Wie die Zeitung Cumhuriyet berichtet, erklären die Verantwortlichen, dass sie eine Organisationsstruktur aufbauen werden, die die Feldarbeit ab Mitte Mai intensivieren soll. Sie planen, für 191 Tausend Wahlurnen sowohl reguläre als auch Ersatz-Wahlhelfer zu bestimmen. Diese Beauftragten sollen persönlich mit den Wählern in ihren jeweiligen Wahlbezirken sprechen, um Unterschriften und Unterstützung zu erbitten.

DISKUSSIONEN ÜBER NACHWAHLEN

Die Äußerungen des CHP-Vorsitzenden Özgür Özel in der Sendung des Journalisten Fatih Altaylı, "Wir werden alles versuchen, um diesem Volk eine Wahlurne vorzusetzen", haben in den sozialen Medien Fragen wie "Wird die CHP eine Nachwahl fordern?" aufgeworfen. Parteifunktionäre betonen jedoch, dass dieses Thema innerhalb der Partei nicht diskutiert werde und ihr vorrangiges Ziel darin bestehe, die Regierung durch Kundgebungen und Unterschriftenaktionen zu Neuwahlen zu zwingen.

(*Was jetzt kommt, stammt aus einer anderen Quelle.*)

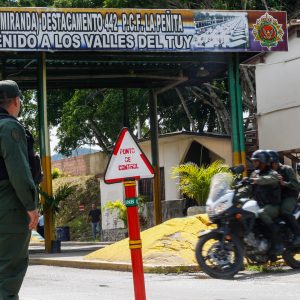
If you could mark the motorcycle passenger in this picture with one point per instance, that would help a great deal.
(289, 191)
(265, 189)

PARLAMENTSBESCHLUSS ERFORDERLICH

Nach dem Gesetz über die Abgeordnetenwahlen ist für die Durchführung einer Nachwahl der Rücktritt von 30 Abgeordneten erforderlich. Selbst in diesem Fall ist jedoch ein Beschluss des Parlaments zwingend. Da die Mehrheit im Parlament bei der Cumhur İttifakı (Volksallianz) liegt, ist es für die CHP nicht möglich, allein eine Nachwahl zu beschließen. CHP-Mitglieder sagen: "Selbst wenn wir parteiintern nicht darüber sprechen, wäre eine Forderung nach einer Nachwahl nur dazu da, die AKP und die MHP zu Neuwahlen zu zwingen."

ÖZELS WARNUNG VOR EINER 'FALLE'

Bereits im Herbst letzten Jahres und zu Beginn dieses Jahres waren Diskussionen über eine "Nachwahl" aufgekommen. Als Reaktion auf die in den sozialen Medien nach der Einsetzung eines Treuhänders für die Stadtverwaltung Esenyurt laut gewordenen Forderungen, "die CHP solle sich in die 'Sine-i millet' (Rückkehr zum Volk/Mandatsverzicht) begeben", hatte der CHP-Vorsitzende Özel erklärt: "'Sine-i millet' bedeutet nicht vorgezogene Neuwahlen, sondern eine Nachwahl nach 90 Tagen. Das ist eine Falle, die von der AK Parti und der MHP gestellt wurde."

Die Formel der Nachwahl war im Januar im Zusammenhang mit İmamoğlu ins Gespräch gekommen. Einige Parteimitglieder hatten für den Fall eines drohenden politischen Verbots für İmamoğlu vorgeschlagen, ihn durch eine Nachwahl zum Abgeordneten zu machen und ihm so Immunität zu verschaffen.